JP – Qual a contribuição que as instituições acadêmicas podem dar?

OBO – As instituições formadoras podem contribuir de diferentes modos, quando procuradas pelas secretarias de educação, para ofertar cursos e atividades formativas ou propondo parcerias com as escolas, particularmente nos momentos dos estágios obrigatórios que constam nas grades curriculares dos cursos de licenciatura. Esse seria um momento interessantíssimo para a articulação entre a formação dos futuros professores e daqueles que estão em serviço.

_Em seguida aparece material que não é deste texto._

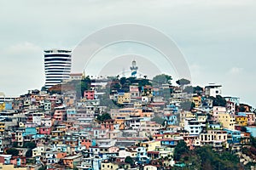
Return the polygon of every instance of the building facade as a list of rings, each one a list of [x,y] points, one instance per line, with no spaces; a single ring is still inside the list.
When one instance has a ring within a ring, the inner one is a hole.
[[[71,51],[44,50],[45,88],[49,88],[70,78]]]

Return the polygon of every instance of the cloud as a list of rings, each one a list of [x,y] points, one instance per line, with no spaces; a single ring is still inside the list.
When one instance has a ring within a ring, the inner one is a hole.
[[[42,48],[32,42],[24,42],[18,44],[11,45],[6,48],[7,54],[31,54],[42,51]]]
[[[241,73],[243,71],[243,68],[241,67],[232,67],[229,71],[228,74],[239,74]]]

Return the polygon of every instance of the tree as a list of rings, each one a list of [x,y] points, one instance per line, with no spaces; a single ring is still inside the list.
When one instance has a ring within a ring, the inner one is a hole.
[[[172,76],[166,74],[157,75],[153,77],[154,85],[172,84]]]
[[[180,140],[175,146],[173,158],[175,161],[179,161],[183,154],[189,153],[189,148],[184,140]]]
[[[134,160],[130,156],[125,157],[125,162],[129,163],[131,167],[134,165]]]
[[[32,150],[30,149],[26,152],[26,157],[32,157]]]
[[[183,87],[184,85],[190,84],[190,81],[187,80],[185,78],[182,78],[182,79],[176,81],[176,83],[180,85],[181,87]]]
[[[6,150],[6,154],[12,156],[19,156],[19,150],[15,148],[9,148]]]

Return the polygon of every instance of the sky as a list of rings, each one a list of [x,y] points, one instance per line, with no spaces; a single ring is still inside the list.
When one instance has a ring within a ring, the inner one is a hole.
[[[223,95],[240,97],[255,106],[255,18],[253,0],[3,0],[0,92],[18,96],[40,89],[44,49],[73,49],[97,30],[136,23],[152,26],[175,42],[187,60],[193,85],[221,84]],[[159,55],[126,43],[109,47],[97,57],[122,56],[122,50],[123,55],[137,54],[136,59]],[[121,67],[130,65],[123,62]]]

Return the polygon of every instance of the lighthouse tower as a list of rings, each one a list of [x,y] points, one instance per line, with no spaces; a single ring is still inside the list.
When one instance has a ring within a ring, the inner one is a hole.
[[[135,60],[133,60],[131,62],[131,66],[130,67],[130,69],[131,69],[131,76],[136,77],[137,66],[136,65],[136,61]]]

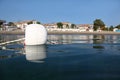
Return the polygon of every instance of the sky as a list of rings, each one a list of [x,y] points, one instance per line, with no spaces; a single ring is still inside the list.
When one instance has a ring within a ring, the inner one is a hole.
[[[120,24],[120,0],[0,0],[0,20]]]

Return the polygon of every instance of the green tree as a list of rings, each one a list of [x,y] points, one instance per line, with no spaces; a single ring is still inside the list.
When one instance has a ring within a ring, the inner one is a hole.
[[[109,27],[109,31],[113,31],[114,27],[113,26],[110,26]]]
[[[94,20],[94,23],[93,23],[93,29],[94,29],[94,31],[96,31],[99,28],[101,30],[104,30],[105,29],[105,24],[101,19],[96,19],[96,20]]]
[[[63,24],[62,24],[61,22],[58,22],[58,23],[57,23],[57,27],[58,27],[58,28],[63,28]]]
[[[69,28],[69,25],[68,25],[68,24],[66,25],[66,28]]]
[[[2,27],[3,23],[5,23],[5,20],[0,20],[0,27]]]
[[[15,26],[15,24],[13,22],[9,22],[8,26]]]
[[[75,24],[71,24],[71,28],[76,28],[76,25]]]
[[[41,22],[38,22],[38,21],[37,21],[37,24],[41,24]]]
[[[117,25],[115,28],[118,28],[118,29],[120,29],[120,24],[119,24],[119,25]]]
[[[27,24],[28,24],[28,25],[29,25],[29,24],[33,24],[33,21],[30,21],[30,22],[28,22]]]

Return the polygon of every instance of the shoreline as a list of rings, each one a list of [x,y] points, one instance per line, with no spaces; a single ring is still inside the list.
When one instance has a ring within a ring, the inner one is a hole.
[[[0,35],[24,35],[24,31],[0,31]],[[48,31],[48,34],[89,34],[89,35],[120,35],[120,32],[101,31],[101,32],[70,32],[70,31]]]

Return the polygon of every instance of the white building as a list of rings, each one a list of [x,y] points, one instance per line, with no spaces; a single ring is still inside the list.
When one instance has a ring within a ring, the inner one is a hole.
[[[36,21],[36,20],[19,21],[19,22],[15,22],[14,24],[17,26],[17,28],[19,28],[19,29],[21,29],[21,30],[25,30],[25,27],[26,27],[29,23],[36,24],[37,21]]]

No entanto, há um princípio básico que deve ser considerado nessa formação: a parceria, a construção conjunta. Pois, a universidade não tem as respostas prontas para os professores, nem pode impor os conhecimentos circulantes ali como panaceia para os problemas escolares. O ponto essencial é partir das necessidades e conhecimentos dos professores para que coletivamente se encontre possibilidades de enfrentamentos, sejam de ordem metodológicas, curriculares ou sociais.

JP – A Universidade Federal do Paraná promove algum tipo de atividade nesse sentido? Quais as principais?

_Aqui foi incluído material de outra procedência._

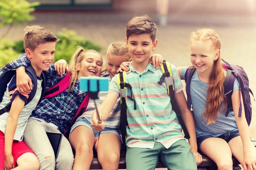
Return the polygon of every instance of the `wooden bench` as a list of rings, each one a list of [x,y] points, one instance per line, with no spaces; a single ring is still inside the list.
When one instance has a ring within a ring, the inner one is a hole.
[[[252,139],[252,141],[253,143],[253,144],[256,147],[256,141]],[[205,155],[202,155],[203,162],[199,165],[198,167],[205,167],[208,170],[218,170],[217,165],[211,159]],[[234,157],[232,158],[233,161],[233,164],[234,165],[239,164],[239,162]],[[166,167],[160,162],[158,162],[158,164],[157,168],[165,168]],[[119,169],[126,169],[126,162],[125,162],[125,153],[122,151],[121,153],[121,156],[120,161],[119,161]],[[102,169],[100,164],[98,161],[96,155],[94,155],[93,162],[90,167],[90,170],[100,170]]]

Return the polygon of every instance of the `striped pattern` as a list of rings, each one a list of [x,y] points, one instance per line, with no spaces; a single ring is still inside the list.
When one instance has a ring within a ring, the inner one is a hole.
[[[7,71],[19,67],[26,67],[30,64],[26,54],[20,56],[19,59],[11,62],[0,71]],[[46,90],[49,89],[58,82],[62,76],[58,74],[52,63],[46,72]],[[78,108],[85,97],[86,93],[79,90],[79,79],[76,79],[73,91],[69,94],[66,89],[54,97],[49,97],[42,100],[39,105],[32,112],[32,116],[44,119],[47,122],[52,123],[58,127],[59,130],[64,133],[74,118]]]
[[[170,64],[175,82],[175,92],[182,90],[183,85],[176,68]],[[127,119],[126,144],[130,147],[152,149],[156,142],[160,142],[169,148],[178,140],[183,139],[181,127],[176,114],[172,110],[170,98],[165,83],[157,83],[163,73],[156,70],[151,64],[140,74],[130,65],[126,75],[126,82],[132,87],[132,97],[136,101],[137,109],[134,109],[134,102],[126,96]],[[108,93],[118,97],[120,94],[115,76],[111,81]],[[127,88],[126,95],[130,95]]]
[[[110,81],[111,79],[109,74],[105,74],[103,76],[109,77]],[[103,100],[104,100],[104,99],[106,98],[106,95],[107,92],[106,91],[101,91],[99,92],[98,95],[99,99],[95,100],[96,104],[98,106],[99,106]],[[93,100],[90,99],[89,101],[89,103],[88,103],[87,108],[85,110],[85,111],[80,117],[84,117],[88,121],[91,122],[92,115],[94,109],[95,109],[95,107],[94,106]],[[119,98],[116,102],[115,106],[114,106],[114,108],[110,113],[108,118],[104,122],[105,126],[106,127],[112,128],[119,128],[120,110],[121,105],[120,104],[120,98]],[[79,119],[79,120],[81,119]]]

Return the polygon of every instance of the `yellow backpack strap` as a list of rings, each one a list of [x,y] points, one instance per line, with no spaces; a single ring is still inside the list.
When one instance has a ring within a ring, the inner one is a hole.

OBO – A universidade tem atuado em vários projetos de formação de professores em serviço, como aqueles promovidos pelas secretarias municipais de educação, em que a universidade oferece cursos, faz assessoria para a produção de materiais didáticos ou para a reformulação curricular, ou orienta projetos de ensino que os professores desenvolvem em suas aulas. Por exemplo, na área de ciências, há um junto à Secretaria de Curitiba, denominado “Parceria Escola-Universidade”, em que os professores da rede municipal desenvolvem um projeto de intervenção em sua sala de aula sob orientação de um professor da universidade, cuja duração é de cerca de oito meses. Junto à secretaria estadual há o PDE (Programa de Desenvolvimento Educacional), neste o professor frequenta cursos na UFPR e também desenvolve um projeto orientado por um docente da universidade, com duração de dois anos. Além de cursos e eventos de extensão esporádicos ofertados aos professores. Em relação à formação conjunta de futuros professores e aqueles que estão em serviço, temos o Programa Institucional de Bolsa de Iniciação à Docência (PIBID), financiado pelo governo federal. Ele conta com dois professores da escola para orientar e 15 licenciandos sob coordenação de um docente da universidade. Sou coordenadora de um projeto PIBID e, ainda que em fase inicial, tenho percebido bons resultados no grupo de estudos que realizamos semanalmente. Já em relação à formação nos estágios, às vezes acontecem eventos ao longo do semestre em que há troca de conhecimentos entre os professores envolvidos, mas não é uma prática sistemática e corriqueira. Deveria ser melhor organizada.

JP – Em sua opinião, é importante que os alunos participem de atividades como exposições e feiras de ciências? Por quê?

OBO – Sim, todo contato com atividades científicas pode contribuir na formação do aluno, para aquela compreensão que citei anteriormente, a de que o conhecimento científico é abstrato e se diferencia do cotidiano. As feiras, exposições, mostras, museus sempre contam com recursos que se diferenciam dos presentes na escola, de modo que a frequência a esses espaços pode garantir uma aprendizagem adicional, pelo fato do aluno estar mais descompromissado com o conhecimento veiculado.